A new research study to be published online in the journal Nature Geoscience have raised the question as to whether undersea methane is contributing to the rising acidification of the planet’s oceans.
The research team found methane leaking from “cold seeps” in two areas of the Pacific Ocean was being taken up by oceanic microorganisms and bacteria as dissolved organic carbon, or DOC, a byproduct of which is carbon dioxide which in large enough quantities increases the acidity of the water.
“Normally, DOC primarily comes from the degradation of phytoplankton (algae), or from river discharge into the ocean,” says Dr. Chris Osburn, assistant professor of marine science at NC State and member of the research team led by geologists from the U.S. Geological Survey. “Finding DOC that comes from methane is a new part of the carbon cycle that hasn’t really been accounted for.”

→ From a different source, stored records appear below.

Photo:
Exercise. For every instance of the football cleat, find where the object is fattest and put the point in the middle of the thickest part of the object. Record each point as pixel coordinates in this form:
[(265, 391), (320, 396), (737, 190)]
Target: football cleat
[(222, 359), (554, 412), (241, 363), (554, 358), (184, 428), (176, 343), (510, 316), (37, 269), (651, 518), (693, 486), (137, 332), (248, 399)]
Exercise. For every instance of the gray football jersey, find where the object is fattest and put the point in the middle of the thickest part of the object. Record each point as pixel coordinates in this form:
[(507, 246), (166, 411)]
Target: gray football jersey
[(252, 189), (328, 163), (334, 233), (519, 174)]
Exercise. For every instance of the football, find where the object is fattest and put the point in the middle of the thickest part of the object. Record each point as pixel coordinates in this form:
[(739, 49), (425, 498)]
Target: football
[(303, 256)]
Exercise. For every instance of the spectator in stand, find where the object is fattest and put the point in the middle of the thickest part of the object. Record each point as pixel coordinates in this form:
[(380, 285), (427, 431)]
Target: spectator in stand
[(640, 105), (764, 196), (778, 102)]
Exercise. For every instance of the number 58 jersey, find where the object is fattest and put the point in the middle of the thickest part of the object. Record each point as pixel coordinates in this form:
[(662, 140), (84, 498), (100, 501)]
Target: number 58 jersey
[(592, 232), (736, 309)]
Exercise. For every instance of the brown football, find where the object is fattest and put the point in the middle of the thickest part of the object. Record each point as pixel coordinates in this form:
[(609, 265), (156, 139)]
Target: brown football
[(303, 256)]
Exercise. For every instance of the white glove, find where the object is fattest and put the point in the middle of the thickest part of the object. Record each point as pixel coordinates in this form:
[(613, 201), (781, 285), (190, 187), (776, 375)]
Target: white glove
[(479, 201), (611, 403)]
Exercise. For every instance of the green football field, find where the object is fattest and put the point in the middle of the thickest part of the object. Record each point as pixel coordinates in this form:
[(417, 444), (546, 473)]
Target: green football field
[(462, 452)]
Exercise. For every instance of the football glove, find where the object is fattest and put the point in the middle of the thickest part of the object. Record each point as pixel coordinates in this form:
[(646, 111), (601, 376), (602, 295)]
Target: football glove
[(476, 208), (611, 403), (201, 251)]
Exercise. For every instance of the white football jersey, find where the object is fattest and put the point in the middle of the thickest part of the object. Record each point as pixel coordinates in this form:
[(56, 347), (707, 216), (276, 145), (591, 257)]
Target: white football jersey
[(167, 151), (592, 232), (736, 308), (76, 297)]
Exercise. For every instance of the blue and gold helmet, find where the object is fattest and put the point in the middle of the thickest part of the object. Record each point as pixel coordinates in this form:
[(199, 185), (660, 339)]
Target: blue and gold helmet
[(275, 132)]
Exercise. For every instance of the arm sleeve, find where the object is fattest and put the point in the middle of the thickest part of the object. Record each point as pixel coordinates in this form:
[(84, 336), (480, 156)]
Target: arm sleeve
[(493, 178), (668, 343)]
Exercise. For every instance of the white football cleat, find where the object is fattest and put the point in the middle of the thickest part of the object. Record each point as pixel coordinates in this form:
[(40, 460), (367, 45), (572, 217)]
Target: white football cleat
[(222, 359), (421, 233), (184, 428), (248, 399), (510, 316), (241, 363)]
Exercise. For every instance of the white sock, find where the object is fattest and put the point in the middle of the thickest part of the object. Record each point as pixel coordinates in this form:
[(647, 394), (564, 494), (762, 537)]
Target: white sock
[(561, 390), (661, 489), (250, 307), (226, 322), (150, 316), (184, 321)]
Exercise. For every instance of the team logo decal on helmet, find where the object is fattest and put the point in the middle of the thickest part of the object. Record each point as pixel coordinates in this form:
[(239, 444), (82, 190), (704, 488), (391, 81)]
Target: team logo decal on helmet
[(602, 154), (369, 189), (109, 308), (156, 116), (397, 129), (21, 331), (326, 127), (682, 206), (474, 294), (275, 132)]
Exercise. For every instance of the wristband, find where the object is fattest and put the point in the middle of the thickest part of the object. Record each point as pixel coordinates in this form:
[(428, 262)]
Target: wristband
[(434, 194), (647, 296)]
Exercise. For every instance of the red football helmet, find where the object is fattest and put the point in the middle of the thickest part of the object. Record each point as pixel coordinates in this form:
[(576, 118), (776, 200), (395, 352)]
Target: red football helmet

Finding methane in two cold seeps does not mean it is everywhere, and the researchers will look to cold seeps worldwide to see if it is localised phenomenon.
“Based on what we found, up to 30 percent of the Pacific Ocean’s deep water DOC could be methane-derived,” Osburn says. “If it is utilized by marine microorganisms, methane-derived DOC could be a component of deep ocean ecosystems. Moreover, microbial processing of this DOC could be contributing to increased CO2 in the deep ocean and thus to ocean acidification.”